Population (2010 est.)
- • Total: 20,000
- Time zone: UTC+10 (AEST)
- Location: 43 km (27 mi) south of Lae; 32 km (20 mi) north-west of Wau;
- Annual rainfall: 1,600 mm (62.99 in)
- Climate: Af

= Bulolo =

Bulolo is a town in Bulolo Urban LLG, Morobe Province, Papua New Guinea. It was once an important gold dredging centre in the former Territory of New Guinea, situated on the Bulolo River, a tributary of the Markham River, about 32 km north-west of Wau. The town is served by Bulolo Airport.
Built in June 1930, the Bulolo strip was originally 1,150 yards by 120 yards. In 2010 it had an estimated population of 20,000.
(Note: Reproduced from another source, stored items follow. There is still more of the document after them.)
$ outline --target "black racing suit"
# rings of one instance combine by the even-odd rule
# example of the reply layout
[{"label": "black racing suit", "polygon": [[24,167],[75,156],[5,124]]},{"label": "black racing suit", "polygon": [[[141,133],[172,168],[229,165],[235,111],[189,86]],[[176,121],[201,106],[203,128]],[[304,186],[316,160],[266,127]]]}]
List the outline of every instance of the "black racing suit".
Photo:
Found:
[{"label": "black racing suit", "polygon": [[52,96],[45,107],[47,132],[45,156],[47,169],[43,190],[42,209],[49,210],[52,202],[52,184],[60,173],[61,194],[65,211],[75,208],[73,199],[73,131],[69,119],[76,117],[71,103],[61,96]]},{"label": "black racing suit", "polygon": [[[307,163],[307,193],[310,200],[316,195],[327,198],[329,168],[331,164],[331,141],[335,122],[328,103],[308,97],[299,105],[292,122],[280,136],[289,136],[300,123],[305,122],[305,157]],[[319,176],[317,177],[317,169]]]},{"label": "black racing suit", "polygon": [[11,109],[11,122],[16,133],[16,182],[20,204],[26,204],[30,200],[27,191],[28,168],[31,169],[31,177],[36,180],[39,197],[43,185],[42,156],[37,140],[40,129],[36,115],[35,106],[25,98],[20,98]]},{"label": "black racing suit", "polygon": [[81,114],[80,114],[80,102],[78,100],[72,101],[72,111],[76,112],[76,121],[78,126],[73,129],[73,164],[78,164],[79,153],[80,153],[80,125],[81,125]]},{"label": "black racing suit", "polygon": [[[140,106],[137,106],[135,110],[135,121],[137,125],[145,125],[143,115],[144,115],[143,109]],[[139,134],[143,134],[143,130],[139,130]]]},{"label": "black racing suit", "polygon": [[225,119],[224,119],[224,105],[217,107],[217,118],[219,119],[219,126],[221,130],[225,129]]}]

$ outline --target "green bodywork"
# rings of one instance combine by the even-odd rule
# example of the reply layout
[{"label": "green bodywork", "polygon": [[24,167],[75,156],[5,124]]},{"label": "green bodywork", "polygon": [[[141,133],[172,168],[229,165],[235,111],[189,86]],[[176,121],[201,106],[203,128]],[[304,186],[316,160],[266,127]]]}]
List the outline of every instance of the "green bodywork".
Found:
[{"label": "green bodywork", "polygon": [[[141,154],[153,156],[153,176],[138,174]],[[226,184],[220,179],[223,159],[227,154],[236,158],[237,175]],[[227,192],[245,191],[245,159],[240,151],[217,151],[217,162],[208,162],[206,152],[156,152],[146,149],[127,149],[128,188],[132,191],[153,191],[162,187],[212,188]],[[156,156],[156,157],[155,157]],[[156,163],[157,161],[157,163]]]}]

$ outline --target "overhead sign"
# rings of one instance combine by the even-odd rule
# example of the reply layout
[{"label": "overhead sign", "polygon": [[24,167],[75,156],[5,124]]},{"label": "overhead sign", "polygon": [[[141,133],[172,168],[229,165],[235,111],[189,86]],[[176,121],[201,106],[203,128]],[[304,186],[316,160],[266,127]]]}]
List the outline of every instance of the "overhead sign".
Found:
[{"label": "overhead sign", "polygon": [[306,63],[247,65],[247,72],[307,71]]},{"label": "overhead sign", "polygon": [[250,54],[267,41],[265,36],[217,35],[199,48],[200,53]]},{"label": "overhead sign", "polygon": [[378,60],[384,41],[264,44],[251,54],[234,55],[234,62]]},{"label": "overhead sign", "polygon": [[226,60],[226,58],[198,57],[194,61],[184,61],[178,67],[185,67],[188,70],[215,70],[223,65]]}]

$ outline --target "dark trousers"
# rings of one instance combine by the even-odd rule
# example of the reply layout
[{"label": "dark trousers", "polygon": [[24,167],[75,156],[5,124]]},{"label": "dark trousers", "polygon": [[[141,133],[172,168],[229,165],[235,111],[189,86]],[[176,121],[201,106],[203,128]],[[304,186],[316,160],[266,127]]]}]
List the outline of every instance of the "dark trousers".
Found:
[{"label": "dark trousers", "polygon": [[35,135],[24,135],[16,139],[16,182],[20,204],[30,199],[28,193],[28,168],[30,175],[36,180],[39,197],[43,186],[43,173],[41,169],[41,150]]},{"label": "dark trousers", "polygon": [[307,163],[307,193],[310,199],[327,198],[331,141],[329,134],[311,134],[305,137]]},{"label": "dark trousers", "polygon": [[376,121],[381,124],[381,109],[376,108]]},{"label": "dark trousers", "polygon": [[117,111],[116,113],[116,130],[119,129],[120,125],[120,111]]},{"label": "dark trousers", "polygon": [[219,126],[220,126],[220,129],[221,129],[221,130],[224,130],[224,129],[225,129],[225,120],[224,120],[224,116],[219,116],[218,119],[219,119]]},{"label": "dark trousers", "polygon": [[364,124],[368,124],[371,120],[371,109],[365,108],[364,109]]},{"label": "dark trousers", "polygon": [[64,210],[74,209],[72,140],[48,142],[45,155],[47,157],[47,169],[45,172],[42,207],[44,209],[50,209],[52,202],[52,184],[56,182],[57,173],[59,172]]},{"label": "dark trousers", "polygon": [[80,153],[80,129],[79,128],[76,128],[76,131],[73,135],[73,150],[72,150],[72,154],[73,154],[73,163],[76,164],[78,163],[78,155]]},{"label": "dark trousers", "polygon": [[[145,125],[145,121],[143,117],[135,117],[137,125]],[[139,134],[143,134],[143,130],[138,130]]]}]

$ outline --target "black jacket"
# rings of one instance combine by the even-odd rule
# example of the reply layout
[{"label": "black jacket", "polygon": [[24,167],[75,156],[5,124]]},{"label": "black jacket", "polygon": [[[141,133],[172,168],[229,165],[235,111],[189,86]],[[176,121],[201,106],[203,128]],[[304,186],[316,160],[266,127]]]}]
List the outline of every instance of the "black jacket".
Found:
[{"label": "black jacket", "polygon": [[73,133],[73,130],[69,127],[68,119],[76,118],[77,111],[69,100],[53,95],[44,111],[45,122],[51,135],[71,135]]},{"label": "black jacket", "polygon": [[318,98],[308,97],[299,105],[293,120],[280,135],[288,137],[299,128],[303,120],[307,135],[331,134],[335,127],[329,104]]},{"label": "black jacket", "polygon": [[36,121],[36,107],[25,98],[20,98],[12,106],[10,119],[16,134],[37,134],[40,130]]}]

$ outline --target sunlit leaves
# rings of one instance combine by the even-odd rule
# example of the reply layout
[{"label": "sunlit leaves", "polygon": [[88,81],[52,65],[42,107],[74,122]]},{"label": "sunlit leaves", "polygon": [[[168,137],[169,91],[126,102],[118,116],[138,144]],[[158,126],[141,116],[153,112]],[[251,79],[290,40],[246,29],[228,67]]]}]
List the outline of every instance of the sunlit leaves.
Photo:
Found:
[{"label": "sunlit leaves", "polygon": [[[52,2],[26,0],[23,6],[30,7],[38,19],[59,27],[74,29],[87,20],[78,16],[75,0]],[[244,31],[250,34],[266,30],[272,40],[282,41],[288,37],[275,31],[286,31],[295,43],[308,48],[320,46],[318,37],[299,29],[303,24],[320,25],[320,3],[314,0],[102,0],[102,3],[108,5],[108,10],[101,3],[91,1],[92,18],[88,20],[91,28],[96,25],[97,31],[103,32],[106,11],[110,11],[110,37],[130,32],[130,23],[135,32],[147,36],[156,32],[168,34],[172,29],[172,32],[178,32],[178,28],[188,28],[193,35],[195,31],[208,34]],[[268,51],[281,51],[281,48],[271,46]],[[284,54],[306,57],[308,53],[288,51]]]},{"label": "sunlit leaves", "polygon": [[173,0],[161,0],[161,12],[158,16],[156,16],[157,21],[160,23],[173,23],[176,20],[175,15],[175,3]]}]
Currently, the town's major industries includes forestry, with the PNG Forest Products Limited the main enterprise. There is also an Insect Farming and Trading Agency, which promotes insect farming and conservation.

== History ==

Dredging for gold was begun on 21 March 1932, with the whole of the 1,100 ton dredge (No 1 dredge) transported to the field in pieces by air from the port city of Lae. The largest single part was the main tumbler shaft, 12 feet long and weighing 6,870 pounds. Construction of No 2 dredge was underway before No 1 dredge was completed. In all eight dredges were constructed and operated, the last going into operations in 1939.

Dredging operations were interrupted by the war in 1941, and were not resumed until six years later. On 5 February 1942 at 11am, Bulolo was bombed by five twin-engine bombers.

Gold production in 1952 amounted to 122,035 ounces, valued at £1,311,241, and constituted 77 per cent of the gold produced in New Guinea in that year. As the gold petered out the dredges were abandoned and they can still be found along the Bulolo river bed.

Bulolo was the headquarters of a company formed to exploit the pine forests that grow in the valley. In conjunction with the milling of timber an extensive scheme of re-afforestation was undertaken to ensure perpetuity of supplies.

Since the 1950s Bulolo has been connected to Lae by a vehicular road along the Bulolo and Markham River valleys.